Target’s security breach isn’t bad news for everyone.
One company that stands to benefit: Experian, a credit data company whose investors include BlackRock and Artisan Partners Holdings.
Target announced this week that it had hired Experian to provide customers with a free year of credit-monitoring in the wake of a security breach that left at least 70 million people vulnerable to identity theft. Consumers have until April 23 to sign up for the service, which will entitle them to a free copy of their credit report and daily credit monitoring.
Experian and Target declined to comment on how much Target would pay for the service. Experian will be providing Target customers with its ProtectMyID alert product, which typically costs $15.95 a month and $159.95 for the full year.
Friday, Target raised the number of people it said may have been affected by the security breach to 70 million to 110 million customers. The stolen credit card and other private information represents one of the largest retail data thefts in history.
Target has also hired security firms including Mandiant, which was recently acquired by the security software company FireEye for $1 billion, to help with its internal investigation into the breach. Mandiant declined to comment on the companies’ payment arrangement, but comparable services could cost anywhere from $200,000 to more than $1 million.

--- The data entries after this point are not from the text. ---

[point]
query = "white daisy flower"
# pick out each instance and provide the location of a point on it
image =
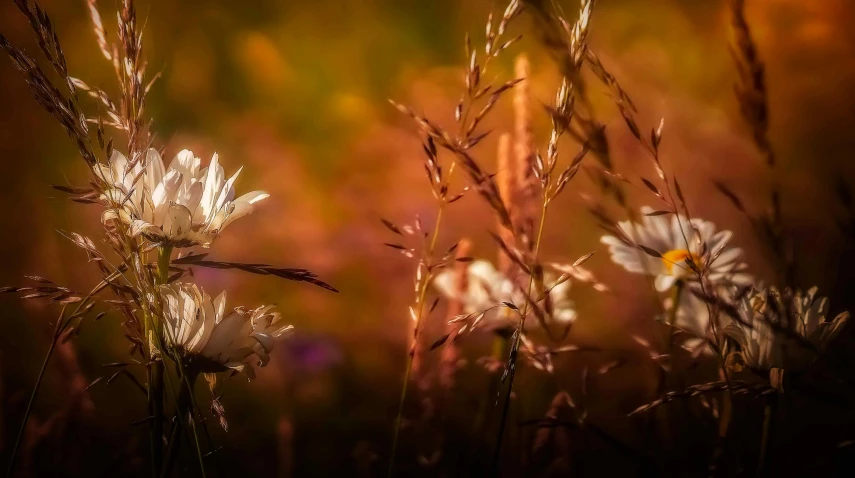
(706, 249)
(487, 288)
(211, 338)
(776, 321)
(693, 319)
(183, 205)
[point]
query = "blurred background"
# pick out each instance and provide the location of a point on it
(296, 93)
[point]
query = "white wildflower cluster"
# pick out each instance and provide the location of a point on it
(182, 206)
(773, 330)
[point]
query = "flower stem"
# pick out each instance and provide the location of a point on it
(56, 335)
(764, 441)
(515, 345)
(183, 408)
(155, 395)
(412, 350)
(676, 293)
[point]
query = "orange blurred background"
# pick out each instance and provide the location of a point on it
(296, 92)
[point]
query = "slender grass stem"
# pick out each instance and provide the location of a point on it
(183, 407)
(155, 396)
(56, 334)
(764, 440)
(515, 344)
(411, 353)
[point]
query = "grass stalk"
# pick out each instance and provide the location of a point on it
(56, 334)
(515, 345)
(411, 354)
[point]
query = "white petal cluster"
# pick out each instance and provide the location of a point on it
(210, 337)
(182, 205)
(678, 240)
(487, 288)
(772, 322)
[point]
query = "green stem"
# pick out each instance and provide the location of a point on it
(676, 293)
(411, 354)
(764, 441)
(56, 335)
(155, 396)
(183, 408)
(515, 344)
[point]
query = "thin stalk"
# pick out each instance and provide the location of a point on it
(419, 311)
(155, 396)
(56, 335)
(764, 441)
(183, 408)
(515, 348)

Manufacturers of security chips used in credit cards, a standard known as EMV (for Europay, MasterCard and Visa), could also stand to benefit. The United States has been slow to adopt the chips, which are widely used across Europe. Brandon Kuehl, the product manager at the Members Group, a card processing and payment solutions company, estimated that perhaps 5 percent of all American credit cards are equipped with the technology, which makes it harder to use credit card information after it’s been stolen.

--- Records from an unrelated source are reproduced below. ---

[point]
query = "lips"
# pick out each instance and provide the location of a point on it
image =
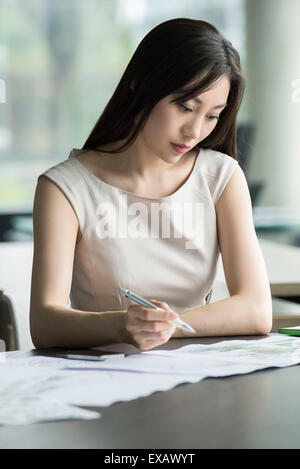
(179, 149)
(181, 146)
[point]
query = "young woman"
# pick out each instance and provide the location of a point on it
(148, 203)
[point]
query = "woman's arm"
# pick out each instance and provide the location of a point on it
(52, 323)
(248, 310)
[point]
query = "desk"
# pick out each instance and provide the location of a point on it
(283, 267)
(256, 410)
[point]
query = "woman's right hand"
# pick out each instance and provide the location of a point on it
(149, 327)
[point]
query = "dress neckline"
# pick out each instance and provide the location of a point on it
(75, 151)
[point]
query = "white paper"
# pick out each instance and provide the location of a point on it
(49, 387)
(23, 400)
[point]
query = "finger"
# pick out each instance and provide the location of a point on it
(154, 327)
(161, 304)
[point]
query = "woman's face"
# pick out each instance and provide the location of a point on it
(187, 123)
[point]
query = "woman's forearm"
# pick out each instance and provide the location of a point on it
(236, 315)
(57, 326)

Credit card issuers and their affiliated companies have entrenched payment infrastructure systems in place, and putting EMV chips on every card could be expensive. But in the wake of a major identity theft, consumers could put more pressure on banks and other credit card companies to institute a change.

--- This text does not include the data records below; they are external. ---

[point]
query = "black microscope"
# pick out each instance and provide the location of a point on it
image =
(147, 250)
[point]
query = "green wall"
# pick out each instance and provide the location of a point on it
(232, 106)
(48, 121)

“You kind of need everybody to collectively get their act together before you’ll see real full penetration in this area,” said Justin Cappos, a computer security expert at New York University’s Polytechnic School of Engineering. “But judging by the number of high-profile breaches we’ve had in the past couple of years, I would think there might be some momentum building to make a change.”
Additionally, Visa, MasterCard and other credit card companies have warned that card issuers, merchants and processors could be liable for security breaches if they aren’t equipped with EMV protections by 2015.
“We’re still a long way away from that,” Kuehl said. “Even on that date we only anticipate that 60 percent of both issuers and merchants will be EMV capable.”